To further describe the phenotypic associations of the peak SNPs, we examined age-at-onset using rs910873. In Q1 and Q2 we used two criteria, ≤40 and ≤30. Since all A1 cases had age-at-onset ≤40 years, we stratified this sample only at ≤30. Results for Q2 indicated that the age-at-onset threshold of ≤40 was important (≤40 subset OR, 1.83 (1.39, 2.41); >40 subset OR, 1.30 (1.00, 1.69)) but that the ≤30 threshold was not (≤30 subset OR, 1.82 (1.31, 2.53)). Examining only the Q2 case sample, there was a significant effect of the rs910873 risk allele when age-at-onset was analysed as a quantitative trait (p=0.03, Supplementary Notes
). In A1 the association in the ≤30 subset (OR 1.77 (1.22, 2.57)) was weaker than that in the >30 subset (OR 1.87 (1.40, 2.51)). Age-at-onset was not significant in Q1 (data not shown), the discovery sample which was ascertained without respect to age-at-onset. Overall, rs910873 (and through LD, rs1885120) appears related to early onset. To provide an unbiased estimate of the odds ratio and population attributable fraction (PAF) we used the two replication samples Q2 and A1. The ORs were 1.72 (1.48, 2.14) and 1.81 (1.52, 2.17) for all cases and ≤40 age-at-onset, respectively. The PAFs in these samples from the Australian population were 0.06 (0.04, 0.09) and 0.07 (0.04, 0.09) for all cases and ≤40 age-at-onset, respectively.

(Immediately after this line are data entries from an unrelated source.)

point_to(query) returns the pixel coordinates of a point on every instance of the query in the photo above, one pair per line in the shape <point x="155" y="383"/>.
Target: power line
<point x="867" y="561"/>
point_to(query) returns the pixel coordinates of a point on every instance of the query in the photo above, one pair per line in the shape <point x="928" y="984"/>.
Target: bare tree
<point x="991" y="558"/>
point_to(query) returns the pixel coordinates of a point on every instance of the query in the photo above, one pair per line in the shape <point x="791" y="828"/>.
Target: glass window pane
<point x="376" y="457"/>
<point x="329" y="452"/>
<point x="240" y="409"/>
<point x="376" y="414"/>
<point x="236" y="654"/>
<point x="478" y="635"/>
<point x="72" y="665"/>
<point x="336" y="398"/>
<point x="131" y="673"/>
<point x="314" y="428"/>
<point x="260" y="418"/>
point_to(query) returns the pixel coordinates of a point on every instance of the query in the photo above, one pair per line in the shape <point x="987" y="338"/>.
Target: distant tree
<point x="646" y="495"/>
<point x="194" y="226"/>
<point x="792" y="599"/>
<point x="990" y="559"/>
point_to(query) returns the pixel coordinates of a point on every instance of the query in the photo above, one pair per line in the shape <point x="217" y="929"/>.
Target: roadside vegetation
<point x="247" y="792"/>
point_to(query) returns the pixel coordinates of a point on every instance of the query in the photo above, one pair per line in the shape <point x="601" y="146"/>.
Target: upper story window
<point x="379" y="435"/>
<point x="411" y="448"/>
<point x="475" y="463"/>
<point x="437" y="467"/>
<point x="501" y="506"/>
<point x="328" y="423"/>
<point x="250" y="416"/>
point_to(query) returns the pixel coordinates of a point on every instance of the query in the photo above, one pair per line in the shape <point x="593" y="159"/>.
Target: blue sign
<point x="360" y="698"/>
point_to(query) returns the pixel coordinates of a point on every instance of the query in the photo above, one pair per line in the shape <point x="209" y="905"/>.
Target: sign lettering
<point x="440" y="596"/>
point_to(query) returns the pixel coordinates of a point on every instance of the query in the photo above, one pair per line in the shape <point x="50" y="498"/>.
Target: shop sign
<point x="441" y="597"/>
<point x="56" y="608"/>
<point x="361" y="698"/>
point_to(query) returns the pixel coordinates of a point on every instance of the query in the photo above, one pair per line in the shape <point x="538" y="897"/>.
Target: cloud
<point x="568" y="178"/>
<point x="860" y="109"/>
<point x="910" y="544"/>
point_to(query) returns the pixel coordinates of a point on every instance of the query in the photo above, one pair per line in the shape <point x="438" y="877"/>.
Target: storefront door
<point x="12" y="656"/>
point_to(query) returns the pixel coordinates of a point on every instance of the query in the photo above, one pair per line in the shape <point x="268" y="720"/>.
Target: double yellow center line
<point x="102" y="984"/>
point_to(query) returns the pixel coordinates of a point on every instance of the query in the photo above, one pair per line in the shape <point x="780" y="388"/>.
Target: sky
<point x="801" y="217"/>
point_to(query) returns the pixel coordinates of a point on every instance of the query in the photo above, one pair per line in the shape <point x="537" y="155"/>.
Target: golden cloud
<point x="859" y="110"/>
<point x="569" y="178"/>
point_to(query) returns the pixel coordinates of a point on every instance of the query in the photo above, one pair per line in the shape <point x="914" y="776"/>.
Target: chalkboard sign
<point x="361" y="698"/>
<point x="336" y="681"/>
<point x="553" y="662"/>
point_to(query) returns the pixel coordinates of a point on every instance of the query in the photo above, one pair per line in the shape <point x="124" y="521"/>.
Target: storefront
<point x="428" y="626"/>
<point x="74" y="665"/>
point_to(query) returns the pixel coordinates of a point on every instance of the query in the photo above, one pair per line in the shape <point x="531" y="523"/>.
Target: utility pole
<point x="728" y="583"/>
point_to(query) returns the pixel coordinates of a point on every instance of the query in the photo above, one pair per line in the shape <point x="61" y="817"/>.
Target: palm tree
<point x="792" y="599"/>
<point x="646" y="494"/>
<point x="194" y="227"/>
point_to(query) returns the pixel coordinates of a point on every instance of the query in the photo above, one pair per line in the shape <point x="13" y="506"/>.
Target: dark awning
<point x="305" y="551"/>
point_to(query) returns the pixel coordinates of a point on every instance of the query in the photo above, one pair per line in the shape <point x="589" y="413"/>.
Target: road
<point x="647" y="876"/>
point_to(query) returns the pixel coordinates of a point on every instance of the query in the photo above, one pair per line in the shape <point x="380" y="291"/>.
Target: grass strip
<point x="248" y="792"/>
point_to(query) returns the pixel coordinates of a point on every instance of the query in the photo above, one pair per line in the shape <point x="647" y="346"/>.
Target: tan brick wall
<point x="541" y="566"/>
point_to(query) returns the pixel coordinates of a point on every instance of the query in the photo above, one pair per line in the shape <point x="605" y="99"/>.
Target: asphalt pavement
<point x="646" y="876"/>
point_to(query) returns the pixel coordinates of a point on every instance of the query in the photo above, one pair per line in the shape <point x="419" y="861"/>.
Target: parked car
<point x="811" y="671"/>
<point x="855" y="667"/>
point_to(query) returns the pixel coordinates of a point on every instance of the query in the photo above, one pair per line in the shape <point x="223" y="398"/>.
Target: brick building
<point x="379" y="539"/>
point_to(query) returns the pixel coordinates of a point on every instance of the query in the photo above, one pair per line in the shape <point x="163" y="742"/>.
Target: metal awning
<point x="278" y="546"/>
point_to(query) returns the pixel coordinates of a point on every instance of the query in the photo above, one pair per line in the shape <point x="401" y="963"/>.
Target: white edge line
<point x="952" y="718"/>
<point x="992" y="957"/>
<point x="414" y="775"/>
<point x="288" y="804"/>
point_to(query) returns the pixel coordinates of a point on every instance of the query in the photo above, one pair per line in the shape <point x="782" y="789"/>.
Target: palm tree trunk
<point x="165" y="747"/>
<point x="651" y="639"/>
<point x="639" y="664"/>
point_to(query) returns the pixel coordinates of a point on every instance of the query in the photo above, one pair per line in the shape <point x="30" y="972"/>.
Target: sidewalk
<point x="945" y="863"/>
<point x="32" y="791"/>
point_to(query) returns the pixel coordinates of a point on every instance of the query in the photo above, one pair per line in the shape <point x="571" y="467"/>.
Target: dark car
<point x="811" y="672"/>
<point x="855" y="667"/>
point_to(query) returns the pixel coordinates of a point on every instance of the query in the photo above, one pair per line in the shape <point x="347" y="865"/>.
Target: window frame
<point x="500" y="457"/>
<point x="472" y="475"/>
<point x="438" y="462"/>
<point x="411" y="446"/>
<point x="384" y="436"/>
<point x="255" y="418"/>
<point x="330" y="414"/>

The most strongly associated region between rs910873 and rs1885120 is ~400 kb in length. Rs1885120 maps within an intron of MYH7B
(myosin, heavy polypeptide 7B, cardiac muscle, beta), which is not expressed in a large panel of melanoma cell lines analysed11
. Rs910873 maps within an intron of PIGU
(also known as CDC91L1
) which encodes phosphatidylinositol glycan anchor biosynthesis class U, and is expressed in all melanoma cell lines assessed, as are TP53INP2
(tumor protein p53 inducible nuclear protein 2), NCOA6
(nuclear receptor coactivator 6), GGTL3
(gamma-glutamyltransferase-like 3), ACSS2
(acyl-CoA synthetase short-chain family member 2), and GSS
(glutathione synthetase), the other genes that map between these two SNPs.
In summary, we have identified a novel melanoma risk locus and replicated this association in two independent samples, with a combined P
<1 × 10-15
. The effect size for melanoma associated with this genomic region is of similar magnitude to that associated with MC1R
(OR ~2, PAF ~0.1 for heterozygotes)3,4
, the only robustly replicated low penetrance melanoma predisposition gene identified to date. Identification of the causal variants associated with melanoma predisposition at 20q11.22 will help refine the estimates of risk for this increasingly common cancer.